The retirement age is rising all across Europe, but more and more Cypriots appear to be opting for early retirement instead, according to latest data by the Ministry of Labour.
The data indicates that more and more Cypriots do not reach the legal age of retirement which is 65 and opt for early retirement instead. In fact, six out of ten choose to leave their jobs earlier, that is, about 60% -65% of the beneficiaries of statutory pension retire at the age of 63. At the same time, the annual pension expenditure in 2016 amounted to €1 billion.

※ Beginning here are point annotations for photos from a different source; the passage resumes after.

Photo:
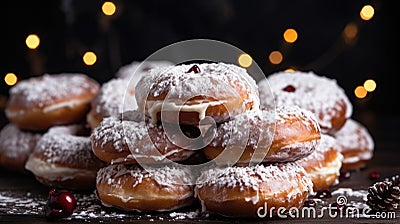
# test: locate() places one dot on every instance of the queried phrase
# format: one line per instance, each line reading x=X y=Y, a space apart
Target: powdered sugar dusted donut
x=16 y=146
x=287 y=134
x=154 y=189
x=41 y=102
x=129 y=139
x=323 y=165
x=63 y=158
x=114 y=97
x=195 y=91
x=357 y=145
x=136 y=69
x=242 y=191
x=319 y=94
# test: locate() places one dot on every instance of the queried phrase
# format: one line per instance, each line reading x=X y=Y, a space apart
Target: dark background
x=68 y=28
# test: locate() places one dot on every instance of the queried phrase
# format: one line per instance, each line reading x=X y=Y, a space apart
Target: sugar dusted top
x=316 y=93
x=217 y=80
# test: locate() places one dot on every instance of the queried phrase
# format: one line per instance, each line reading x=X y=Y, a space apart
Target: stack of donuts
x=210 y=113
x=46 y=133
x=158 y=137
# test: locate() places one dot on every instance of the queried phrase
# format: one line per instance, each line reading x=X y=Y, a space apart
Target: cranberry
x=374 y=175
x=194 y=69
x=323 y=194
x=344 y=175
x=60 y=204
x=309 y=203
x=289 y=88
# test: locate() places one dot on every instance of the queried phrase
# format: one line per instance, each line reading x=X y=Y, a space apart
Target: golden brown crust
x=288 y=186
x=133 y=189
x=294 y=138
x=324 y=164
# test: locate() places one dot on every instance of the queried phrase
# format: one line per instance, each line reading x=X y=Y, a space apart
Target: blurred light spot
x=275 y=57
x=350 y=32
x=32 y=41
x=108 y=8
x=290 y=35
x=290 y=70
x=360 y=92
x=89 y=58
x=370 y=85
x=10 y=79
x=245 y=60
x=367 y=12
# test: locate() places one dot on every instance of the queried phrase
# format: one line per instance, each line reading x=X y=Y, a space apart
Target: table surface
x=22 y=198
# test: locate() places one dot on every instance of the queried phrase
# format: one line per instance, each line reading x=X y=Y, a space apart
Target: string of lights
x=275 y=57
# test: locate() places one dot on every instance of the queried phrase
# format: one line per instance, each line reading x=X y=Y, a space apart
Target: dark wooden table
x=22 y=198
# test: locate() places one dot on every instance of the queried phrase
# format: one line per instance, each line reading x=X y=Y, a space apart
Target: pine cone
x=384 y=196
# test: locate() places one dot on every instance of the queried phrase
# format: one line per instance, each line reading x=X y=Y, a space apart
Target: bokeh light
x=10 y=79
x=367 y=12
x=370 y=85
x=275 y=57
x=290 y=35
x=360 y=92
x=245 y=60
x=89 y=58
x=108 y=8
x=32 y=41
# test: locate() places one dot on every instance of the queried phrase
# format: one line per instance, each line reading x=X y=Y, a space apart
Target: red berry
x=194 y=69
x=289 y=88
x=374 y=175
x=60 y=204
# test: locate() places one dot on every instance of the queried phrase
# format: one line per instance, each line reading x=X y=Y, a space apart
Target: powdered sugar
x=279 y=177
x=60 y=145
x=47 y=89
x=163 y=175
x=217 y=80
x=15 y=143
x=319 y=94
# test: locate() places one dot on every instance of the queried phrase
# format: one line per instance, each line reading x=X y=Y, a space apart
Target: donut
x=286 y=134
x=319 y=94
x=357 y=145
x=129 y=138
x=252 y=190
x=114 y=97
x=59 y=99
x=63 y=158
x=323 y=165
x=136 y=69
x=133 y=188
x=189 y=93
x=16 y=146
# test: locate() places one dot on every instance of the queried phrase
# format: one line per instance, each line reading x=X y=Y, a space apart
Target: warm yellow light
x=275 y=57
x=89 y=58
x=360 y=92
x=370 y=85
x=10 y=79
x=290 y=70
x=290 y=35
x=367 y=12
x=350 y=31
x=32 y=41
x=245 y=60
x=108 y=8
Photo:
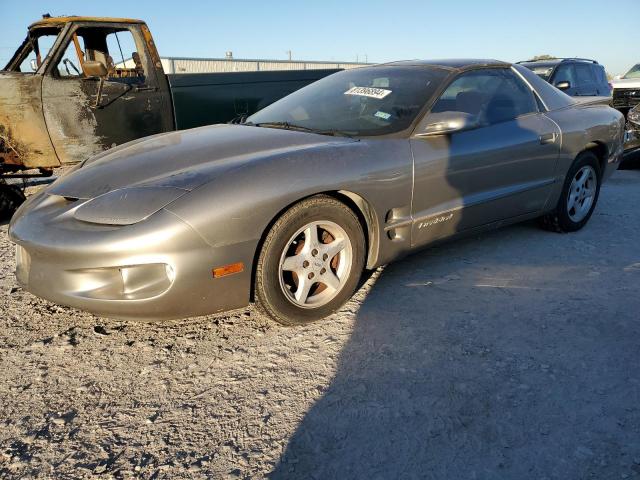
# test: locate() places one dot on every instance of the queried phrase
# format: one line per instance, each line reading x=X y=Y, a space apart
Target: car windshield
x=359 y=102
x=634 y=72
x=33 y=51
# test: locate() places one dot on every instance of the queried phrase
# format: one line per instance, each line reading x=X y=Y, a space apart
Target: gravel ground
x=508 y=355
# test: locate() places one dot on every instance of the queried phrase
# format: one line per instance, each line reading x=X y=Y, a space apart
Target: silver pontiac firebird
x=288 y=208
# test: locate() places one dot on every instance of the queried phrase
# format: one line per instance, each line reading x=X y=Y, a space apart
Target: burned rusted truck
x=78 y=85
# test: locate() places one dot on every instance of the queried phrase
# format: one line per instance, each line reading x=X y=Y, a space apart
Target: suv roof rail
x=569 y=59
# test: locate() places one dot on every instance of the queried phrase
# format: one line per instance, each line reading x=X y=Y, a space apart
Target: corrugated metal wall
x=217 y=65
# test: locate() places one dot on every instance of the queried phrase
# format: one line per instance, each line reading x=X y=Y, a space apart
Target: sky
x=372 y=30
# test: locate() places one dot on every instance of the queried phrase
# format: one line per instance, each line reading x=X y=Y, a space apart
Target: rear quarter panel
x=585 y=126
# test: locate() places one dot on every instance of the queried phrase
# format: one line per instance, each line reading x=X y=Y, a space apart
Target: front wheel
x=311 y=261
x=579 y=196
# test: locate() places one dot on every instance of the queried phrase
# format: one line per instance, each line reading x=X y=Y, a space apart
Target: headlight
x=128 y=205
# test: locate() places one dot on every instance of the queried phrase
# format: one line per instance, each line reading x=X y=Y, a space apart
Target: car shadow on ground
x=485 y=358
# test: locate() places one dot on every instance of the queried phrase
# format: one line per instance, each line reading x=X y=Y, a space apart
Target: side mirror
x=446 y=123
x=94 y=68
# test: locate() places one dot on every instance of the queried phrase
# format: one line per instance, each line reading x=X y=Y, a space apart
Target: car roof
x=451 y=64
x=552 y=62
x=56 y=21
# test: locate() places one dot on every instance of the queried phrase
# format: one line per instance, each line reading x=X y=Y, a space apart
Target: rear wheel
x=310 y=262
x=11 y=198
x=579 y=196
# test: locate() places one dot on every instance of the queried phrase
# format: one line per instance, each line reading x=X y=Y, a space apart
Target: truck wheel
x=311 y=261
x=579 y=196
x=11 y=198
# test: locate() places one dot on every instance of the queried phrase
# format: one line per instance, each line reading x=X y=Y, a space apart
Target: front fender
x=239 y=206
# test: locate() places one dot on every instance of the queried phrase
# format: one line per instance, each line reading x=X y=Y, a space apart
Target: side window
x=69 y=64
x=583 y=74
x=124 y=60
x=565 y=73
x=600 y=74
x=491 y=96
x=116 y=49
x=43 y=42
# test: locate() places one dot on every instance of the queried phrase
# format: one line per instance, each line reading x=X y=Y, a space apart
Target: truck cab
x=79 y=85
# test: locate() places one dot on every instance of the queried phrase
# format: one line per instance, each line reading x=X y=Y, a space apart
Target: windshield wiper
x=290 y=126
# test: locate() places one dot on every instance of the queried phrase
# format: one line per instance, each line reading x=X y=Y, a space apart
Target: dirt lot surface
x=513 y=354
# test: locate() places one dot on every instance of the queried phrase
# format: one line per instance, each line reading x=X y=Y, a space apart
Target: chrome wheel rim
x=315 y=264
x=582 y=193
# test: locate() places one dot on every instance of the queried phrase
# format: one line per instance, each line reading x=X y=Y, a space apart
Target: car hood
x=185 y=159
x=626 y=83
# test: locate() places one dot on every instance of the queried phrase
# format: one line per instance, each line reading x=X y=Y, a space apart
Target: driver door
x=501 y=169
x=133 y=101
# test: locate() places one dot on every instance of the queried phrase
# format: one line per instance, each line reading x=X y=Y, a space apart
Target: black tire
x=269 y=295
x=11 y=198
x=559 y=219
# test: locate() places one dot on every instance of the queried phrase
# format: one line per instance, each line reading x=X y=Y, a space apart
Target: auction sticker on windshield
x=368 y=92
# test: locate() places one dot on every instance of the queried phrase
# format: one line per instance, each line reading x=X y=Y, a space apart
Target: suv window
x=584 y=74
x=492 y=95
x=565 y=73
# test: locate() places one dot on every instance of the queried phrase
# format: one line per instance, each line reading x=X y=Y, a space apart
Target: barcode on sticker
x=368 y=92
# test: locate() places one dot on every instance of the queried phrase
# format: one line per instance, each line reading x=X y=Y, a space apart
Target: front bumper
x=157 y=269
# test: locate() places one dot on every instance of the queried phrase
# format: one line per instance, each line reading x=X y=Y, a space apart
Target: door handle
x=548 y=138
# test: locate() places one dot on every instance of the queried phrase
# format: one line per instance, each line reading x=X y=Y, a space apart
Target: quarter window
x=492 y=96
x=565 y=73
x=583 y=72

According to Social Insurance data, the minimum monthly pension is €355.74 for retirees with no dependents, €474.31 for those with one dependent, €533.60 for those with two dependents and €592.89 for those with three dependents. Pension expenditure accounts for the bulk of the country’s ageing costs, followed by age-related health care and other care services.
According to latest available data from Eurostat (2015), EU member states spend about 12.8% of GDP on public pensions, while 26% of the population are retired. The highest costs are in Greece (17.8%), Italy (16.5%), France (15%) and Denmark (13.5%). These are followed by Spain (12.6%) and Germany (11.8%). Cyprus is slightly lower at 10.8%. The lowest rates are recorded in Malta (7.6%) and Ireland (5.5%).
Meanwhile, life expectancy in our continent has increased significantly over the last six decades and infant mortality rate has shrunk due to better living conditions. According to Eurostat data, the average age was 42.8 years in 2017, increasing by 4.2 years compared to 2002. The elderly dependency rate, defined as the percentage of people over 65 (who do not work) to people aged 15-64 (the workforce), was 29.9% in the EU in early 2017.
According to Eurostat data, the average age was 42.8 years in 2017, increasing by 4.2 years compared to 2002. The elderly reliance rate, defined as the percentage of people over 65 (who do not work) to people aged 15-64 (the workforce), was 29.9% in the EU in early 2017.
The European Central Bank has recently raised the alarm over the elderly reliance rate, especially in the Eurozone, predicting that if there is no change in the demographic trend it will skyrocket from just over 30% today to 52% by 2070.
In addition, the rate older peoples’ reliance is expected to increase by more than 35 percentage points by 2070 in Cyprus, Portugal and Slovakia.